Eravamo così simili.

Anche lei aveva qualcosa fuori posto – una smorfia.

Non era bella ma aveva una grazia tutta sua.

Prepotente.

Coraggiosa.”

Desiderio di imitazione che può tramutarsi in schiavitù.

Farsi simile significa sparire e assumere altre forme.

Acquattarsi e osservare le mosse dell’adulta, concederle il lusso di dominare.

Occhi che traforano, colpe subite senza speranza di redenzione.

Il rapporto madre figlia è trappola e delirio, ossessione e insofferenza.

Fuga e ritorno e quando quel corpo cede alla vecchiaia il peso si fa insopportabile.

Troppi misteri ed una carne che offre brandelli di follia.

Gaia Giovagnoli ha un esordio narrativo travolgente, spezza le catene di una relazione buonista e mostra l’oscuro mistero della maternità.

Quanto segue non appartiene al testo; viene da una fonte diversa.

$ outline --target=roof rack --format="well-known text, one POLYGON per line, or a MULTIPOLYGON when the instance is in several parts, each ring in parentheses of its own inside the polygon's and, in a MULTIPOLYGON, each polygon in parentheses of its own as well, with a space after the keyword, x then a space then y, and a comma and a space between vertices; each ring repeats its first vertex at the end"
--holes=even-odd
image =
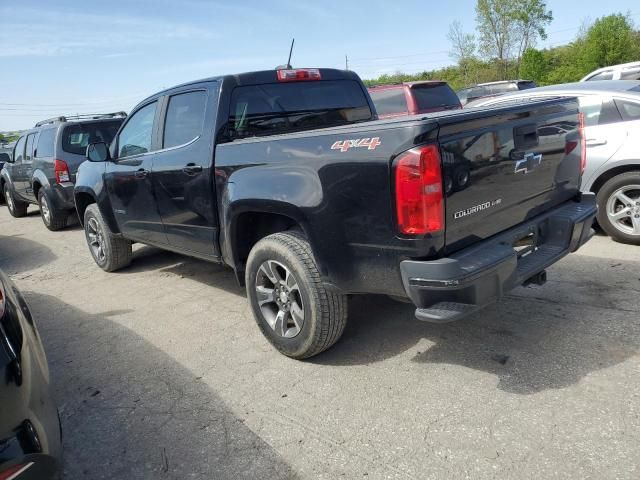
POLYGON ((83 115, 66 115, 63 117, 53 117, 48 118, 47 120, 42 120, 36 123, 36 127, 41 127, 42 125, 47 125, 51 123, 62 123, 68 122, 69 120, 100 120, 103 118, 115 118, 115 117, 126 117, 126 112, 113 112, 113 113, 87 113, 83 115))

Laureata in Antropologia culturale all’università di Bologna, introduce elementi simbolici e li governa con maestria.

Se è vero che nella narrazione dominano due figure antitetiche, distanti e stritolate da troppi silenzi, la storia torna all’origine di tutto.

Diventa cartina al tornasole di una civiltà dove sembra che le donne abbiano il dominio della storia.

Bisogna leggere con attenzione “Cos’hai nel sangue”, pubblicato da Nottetempo.

Vivere l’esperienza che ha risvolti gotici senza porsi domande.

Entrare nella dimensione onirica dove il sogno ha forti ambivalenze.

Ascoltare le testimonianze di chi vive a Coragrotta.

In quel borgo isolato e sperduto nel nulla si vive una maledizione che colpisce le abitanti.

E in quegli occhi smarriti, nelle voci roche, nelle mani che si alzano verso il cielo c’è rappreso l’urlo di tutte coloro che hanno perso i loro figli.

La tensione narrativa è fortissima, la mitologia si mescola al quotidiano, la leggenda diventa realtà.

La spiritualità è un arcano che non svela ma nasconde e confonde.

È la Santa che diventa icona, è la redenzione che non arriva.

“Il modo di volermi bene della mamma è stato così simile a una stanza piena di vento.

Le porte che sbattono, le finestre spalancate, che franano a terra.

Ora me ne rendo conto.”

La verità è una rivelazione a tratti scomoda, bisogna accettarla e conviverci.

La luce apparirà e finalmente il pianto liberatorio.